Pendleton’s complaint, it argues, did not show the breach of any
actionable duty on the part of the state defendants, including DSS.
“Even assuming that [Pendleton’s] status in the
State’s out-of-home placement program created a legal duty on the part
of the state to act with reasonable care in fulfilling its
responsibilities under the program, the State does not thereby become a
guarantor against all harm inflicted by third parties after placement in
a duly licensed home,” Assistant Attorneys General Carol Ann Smith and
David E. Beller write in their appellate brief — adding that the state
was not the proximate cause of Pendleton’s injury.
The complaint, they point out, contained nothing to
support a theory that the assailant had a history of sexual assaults,
either.
But Pendleton would have no access to such
confidential information, notes Debra Gardner of the Public Justice
Center, which filed an amicus brief on behalf of itself, Advocates for
Children and Youth and a University of Maryland law school clinic. “It
has to be sufficient to plead that the child was in the state’s care,
that the other child was, and that the state knew or should have known
of the circumstances that put the child at serious risk,” Gardner said.
Duty?
Pendleton came to the home in January 2000 after his
mother was unable to care for him.

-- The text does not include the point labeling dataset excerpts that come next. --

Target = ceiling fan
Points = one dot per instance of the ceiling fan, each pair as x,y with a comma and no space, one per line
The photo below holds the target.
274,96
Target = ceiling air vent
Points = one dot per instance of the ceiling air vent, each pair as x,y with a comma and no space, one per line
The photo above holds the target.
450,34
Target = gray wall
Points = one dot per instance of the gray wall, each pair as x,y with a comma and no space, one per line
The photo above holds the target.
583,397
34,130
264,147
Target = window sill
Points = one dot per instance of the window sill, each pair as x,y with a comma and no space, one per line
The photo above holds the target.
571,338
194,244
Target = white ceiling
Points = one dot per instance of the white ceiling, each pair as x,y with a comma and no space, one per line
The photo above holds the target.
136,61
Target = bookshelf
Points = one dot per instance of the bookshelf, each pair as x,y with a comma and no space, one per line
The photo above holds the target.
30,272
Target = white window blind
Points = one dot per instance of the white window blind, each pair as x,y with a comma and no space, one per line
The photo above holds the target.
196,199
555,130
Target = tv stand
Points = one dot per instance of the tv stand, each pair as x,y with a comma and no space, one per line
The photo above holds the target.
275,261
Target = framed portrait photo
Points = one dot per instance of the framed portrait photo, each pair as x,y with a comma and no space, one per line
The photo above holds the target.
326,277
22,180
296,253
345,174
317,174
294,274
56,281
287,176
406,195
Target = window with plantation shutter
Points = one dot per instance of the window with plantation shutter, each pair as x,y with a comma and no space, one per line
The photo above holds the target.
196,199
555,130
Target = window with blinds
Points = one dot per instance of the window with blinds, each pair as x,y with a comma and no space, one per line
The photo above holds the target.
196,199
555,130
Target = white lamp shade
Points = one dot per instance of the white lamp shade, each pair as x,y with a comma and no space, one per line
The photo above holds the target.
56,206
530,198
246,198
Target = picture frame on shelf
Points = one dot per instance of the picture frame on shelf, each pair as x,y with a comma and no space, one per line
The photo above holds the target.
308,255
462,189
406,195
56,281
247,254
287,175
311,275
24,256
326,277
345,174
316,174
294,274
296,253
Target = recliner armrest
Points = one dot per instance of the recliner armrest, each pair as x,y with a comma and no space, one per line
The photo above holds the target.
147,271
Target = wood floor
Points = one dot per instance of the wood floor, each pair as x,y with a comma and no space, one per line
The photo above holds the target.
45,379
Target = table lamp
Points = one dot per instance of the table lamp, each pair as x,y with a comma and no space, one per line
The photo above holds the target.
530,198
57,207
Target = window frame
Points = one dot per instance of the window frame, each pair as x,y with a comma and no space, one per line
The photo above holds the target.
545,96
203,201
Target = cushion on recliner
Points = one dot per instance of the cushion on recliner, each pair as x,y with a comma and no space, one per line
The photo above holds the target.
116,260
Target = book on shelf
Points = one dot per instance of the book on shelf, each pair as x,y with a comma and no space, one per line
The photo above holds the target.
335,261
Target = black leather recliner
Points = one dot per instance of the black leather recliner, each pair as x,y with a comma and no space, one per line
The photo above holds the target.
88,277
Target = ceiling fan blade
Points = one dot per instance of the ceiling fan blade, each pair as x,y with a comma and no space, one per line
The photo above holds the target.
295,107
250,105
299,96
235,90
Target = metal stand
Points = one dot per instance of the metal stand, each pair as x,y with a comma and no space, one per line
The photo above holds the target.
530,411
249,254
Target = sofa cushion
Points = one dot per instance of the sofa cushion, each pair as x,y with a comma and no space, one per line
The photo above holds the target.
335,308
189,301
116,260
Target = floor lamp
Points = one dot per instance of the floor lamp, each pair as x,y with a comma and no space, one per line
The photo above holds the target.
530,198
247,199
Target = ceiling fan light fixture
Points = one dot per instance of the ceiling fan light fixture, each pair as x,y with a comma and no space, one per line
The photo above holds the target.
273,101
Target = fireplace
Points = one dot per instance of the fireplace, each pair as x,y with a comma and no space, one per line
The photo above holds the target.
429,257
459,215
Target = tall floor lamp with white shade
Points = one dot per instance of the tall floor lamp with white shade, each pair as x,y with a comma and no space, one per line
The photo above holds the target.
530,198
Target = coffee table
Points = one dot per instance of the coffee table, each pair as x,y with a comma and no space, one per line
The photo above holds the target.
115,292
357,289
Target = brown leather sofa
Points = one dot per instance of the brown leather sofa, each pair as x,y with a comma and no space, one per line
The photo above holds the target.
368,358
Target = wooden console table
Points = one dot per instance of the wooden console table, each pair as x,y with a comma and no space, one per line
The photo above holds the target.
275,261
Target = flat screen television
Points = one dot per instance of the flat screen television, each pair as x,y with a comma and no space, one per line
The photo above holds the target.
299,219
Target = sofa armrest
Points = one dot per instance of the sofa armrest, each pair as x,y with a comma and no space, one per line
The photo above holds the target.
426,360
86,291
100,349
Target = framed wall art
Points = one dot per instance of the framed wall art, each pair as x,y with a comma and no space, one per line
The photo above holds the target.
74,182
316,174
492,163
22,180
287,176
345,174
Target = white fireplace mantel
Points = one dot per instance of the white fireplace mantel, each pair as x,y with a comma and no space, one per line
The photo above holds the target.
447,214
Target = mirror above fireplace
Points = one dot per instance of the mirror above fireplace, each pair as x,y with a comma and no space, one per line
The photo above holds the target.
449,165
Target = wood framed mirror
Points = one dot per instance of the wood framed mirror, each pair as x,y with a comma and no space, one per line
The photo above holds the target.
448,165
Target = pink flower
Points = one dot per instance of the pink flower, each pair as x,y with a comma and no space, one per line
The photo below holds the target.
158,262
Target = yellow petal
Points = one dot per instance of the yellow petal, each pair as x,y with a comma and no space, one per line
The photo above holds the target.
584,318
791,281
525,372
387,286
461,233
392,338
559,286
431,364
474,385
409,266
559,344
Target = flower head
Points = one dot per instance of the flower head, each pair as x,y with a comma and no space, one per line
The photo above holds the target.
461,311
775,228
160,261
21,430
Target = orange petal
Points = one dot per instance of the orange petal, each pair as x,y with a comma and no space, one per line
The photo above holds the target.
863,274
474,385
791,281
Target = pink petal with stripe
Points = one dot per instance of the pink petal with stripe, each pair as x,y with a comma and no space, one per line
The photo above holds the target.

The operators of the home assigned
him to a room with James Wratchford. In December 2002, Pendleton, acting
through his father, filed a lawsuit against the home, its operators and
the state defendants, claiming that Wratchford repeatedly sexually
assaulted and battered Pendleton during his short stay at Finding
Direction.
Pendleton won a $579,000 judgment against the home and
its operators for negligence and battery after those defendants failed
to answer the complaint. The state defendants, however, were dismissed
from the case.
The state’s duty to license or supervise the licensed
foster care program was a duty owed to the public generally, the judge
found, and any breach of that duty was not actionable on behalf of a
private person.
The Court of Appeals, on its own motion, granted
certiorari before any proceedings in the intermediate appellate court.
Last year, in Horridge v. St. Mary’s County Department
of Social Services, the top court held that a local social services
department had a duty to a child who died at the hands of his mother’s
boyfriend after the department failed to properly respond to reports of
abuse. A motion to dismiss had originally been granted to the state in
that case. “In that case, as in this case, the issue was child
abuse that took place on the state’s watch,” Lytle writes.

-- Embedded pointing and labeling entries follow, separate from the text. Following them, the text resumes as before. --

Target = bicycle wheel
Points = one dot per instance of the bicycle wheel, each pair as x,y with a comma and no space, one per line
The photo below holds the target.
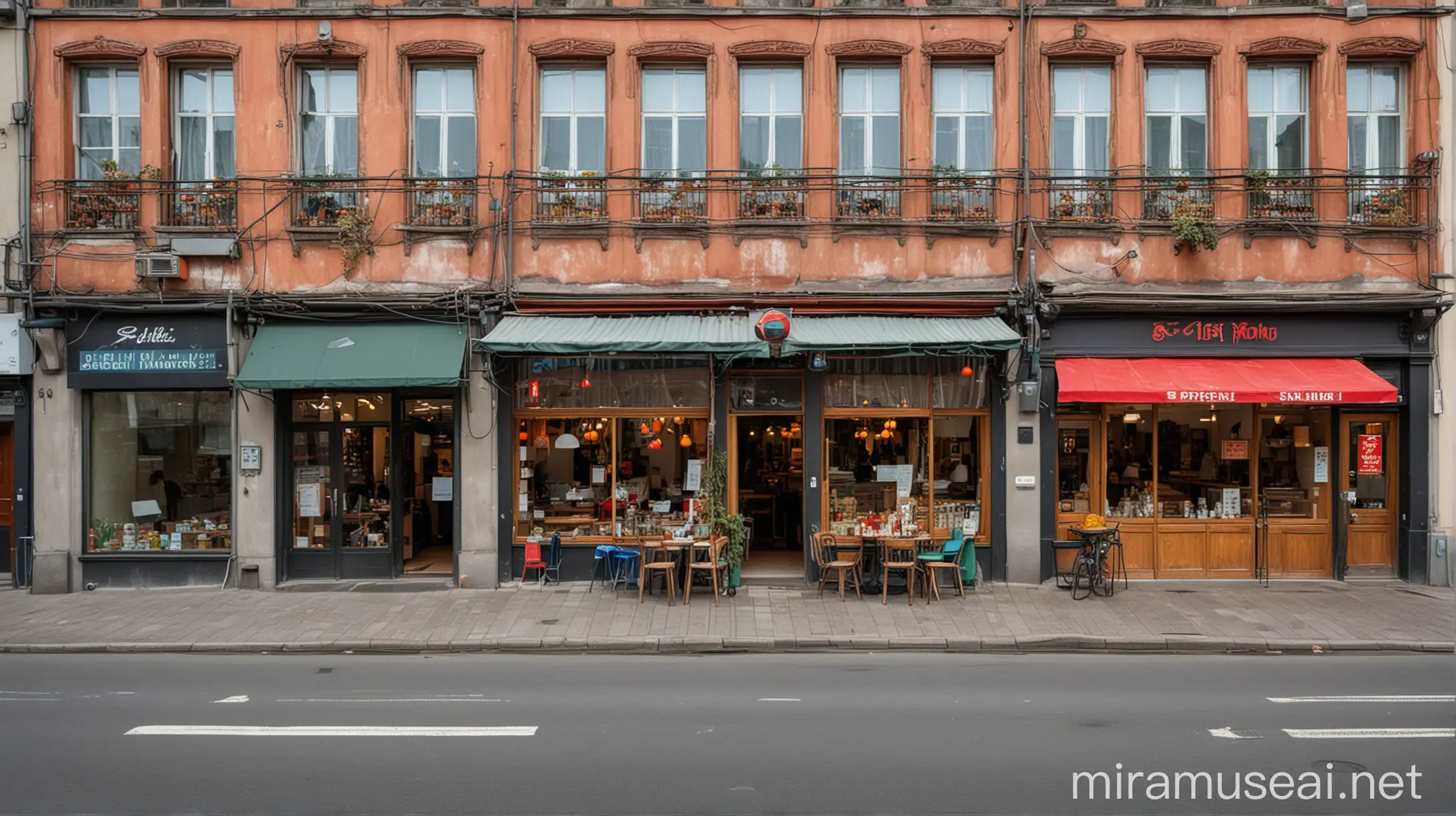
1082,577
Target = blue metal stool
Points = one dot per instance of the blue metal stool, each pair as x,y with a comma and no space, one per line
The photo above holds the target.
622,566
606,554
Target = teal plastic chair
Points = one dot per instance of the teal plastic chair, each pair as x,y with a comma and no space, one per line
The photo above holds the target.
951,557
939,554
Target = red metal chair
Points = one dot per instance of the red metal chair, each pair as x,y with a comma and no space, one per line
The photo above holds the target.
535,561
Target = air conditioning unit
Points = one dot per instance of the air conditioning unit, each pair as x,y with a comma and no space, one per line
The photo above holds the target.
161,265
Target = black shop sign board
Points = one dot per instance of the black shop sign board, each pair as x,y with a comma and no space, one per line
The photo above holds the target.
146,353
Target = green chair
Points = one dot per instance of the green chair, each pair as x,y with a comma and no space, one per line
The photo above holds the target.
950,559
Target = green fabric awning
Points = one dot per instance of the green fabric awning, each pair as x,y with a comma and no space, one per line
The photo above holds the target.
729,335
395,355
733,335
890,335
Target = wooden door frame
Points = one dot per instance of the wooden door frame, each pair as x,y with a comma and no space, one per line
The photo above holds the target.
1392,484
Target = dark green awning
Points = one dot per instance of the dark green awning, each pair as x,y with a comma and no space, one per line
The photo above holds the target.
395,355
733,335
891,335
643,334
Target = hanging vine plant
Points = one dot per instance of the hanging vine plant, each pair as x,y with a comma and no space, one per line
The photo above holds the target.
355,228
1194,232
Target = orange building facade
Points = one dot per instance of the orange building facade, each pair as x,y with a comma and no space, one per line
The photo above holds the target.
998,191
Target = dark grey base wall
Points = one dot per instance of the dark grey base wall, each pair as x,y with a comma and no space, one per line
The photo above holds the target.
153,570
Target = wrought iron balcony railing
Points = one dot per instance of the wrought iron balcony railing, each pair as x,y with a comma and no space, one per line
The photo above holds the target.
318,201
570,199
204,205
671,200
108,205
440,201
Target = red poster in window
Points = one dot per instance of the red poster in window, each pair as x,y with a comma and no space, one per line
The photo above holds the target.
1371,455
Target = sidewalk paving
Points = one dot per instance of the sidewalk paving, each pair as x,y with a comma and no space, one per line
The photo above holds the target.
1287,617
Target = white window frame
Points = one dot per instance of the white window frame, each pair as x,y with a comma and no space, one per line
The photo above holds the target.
441,113
773,114
1276,111
1081,115
676,114
178,115
963,113
329,115
1177,113
869,113
115,115
573,114
1373,117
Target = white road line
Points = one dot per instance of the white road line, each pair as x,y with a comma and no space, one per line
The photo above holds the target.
1233,733
392,700
337,731
1369,699
1369,733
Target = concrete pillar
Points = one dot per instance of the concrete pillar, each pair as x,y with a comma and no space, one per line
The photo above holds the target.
57,493
479,471
255,529
1023,505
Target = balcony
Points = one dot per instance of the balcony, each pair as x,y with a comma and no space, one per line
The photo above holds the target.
1168,197
570,199
113,205
321,201
868,199
1282,195
1081,200
440,203
772,195
204,206
671,200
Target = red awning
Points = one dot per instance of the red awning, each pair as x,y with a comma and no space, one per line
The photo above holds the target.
1175,379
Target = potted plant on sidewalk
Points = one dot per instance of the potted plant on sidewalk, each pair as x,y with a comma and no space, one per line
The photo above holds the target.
715,513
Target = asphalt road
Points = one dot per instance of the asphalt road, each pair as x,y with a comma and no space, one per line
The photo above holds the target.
734,733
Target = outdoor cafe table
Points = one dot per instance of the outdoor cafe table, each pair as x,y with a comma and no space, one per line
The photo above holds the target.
874,545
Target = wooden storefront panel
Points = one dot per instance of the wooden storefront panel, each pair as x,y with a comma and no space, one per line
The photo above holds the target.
1137,547
1183,551
1299,551
1231,551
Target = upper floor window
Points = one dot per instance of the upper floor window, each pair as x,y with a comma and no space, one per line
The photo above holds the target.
1177,101
204,124
869,121
963,117
108,121
329,121
675,121
1375,119
574,119
1279,119
771,119
1081,117
445,123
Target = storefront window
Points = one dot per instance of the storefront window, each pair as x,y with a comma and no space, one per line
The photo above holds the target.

The state’s brief attempts to distinguish Horridge,
pointing out that the duty in that case arose out of the state’s failure
to follow precise statutory requirements concerning the prompt
investigation of child abuse. Further, “there were no such reports of
abuse or neglect of [Pendleton] while at Finding Direction until
[Pendleton] informed the staff of Wratchford’s actions,” the state
writes.
Pendleton asserts that the state had a statutory duty
under the Family Law Article not to place him in a home that did not
comply with licensing and operating requirements; however, he and the
amici place more emphasis on the duty arising from a special
relationship.
“The state had a special relationship with Corey
Pendleton by virtue of taking custody of him, and the duty to exercise
reasonable care arises from [that] relationship,” Gardner contends.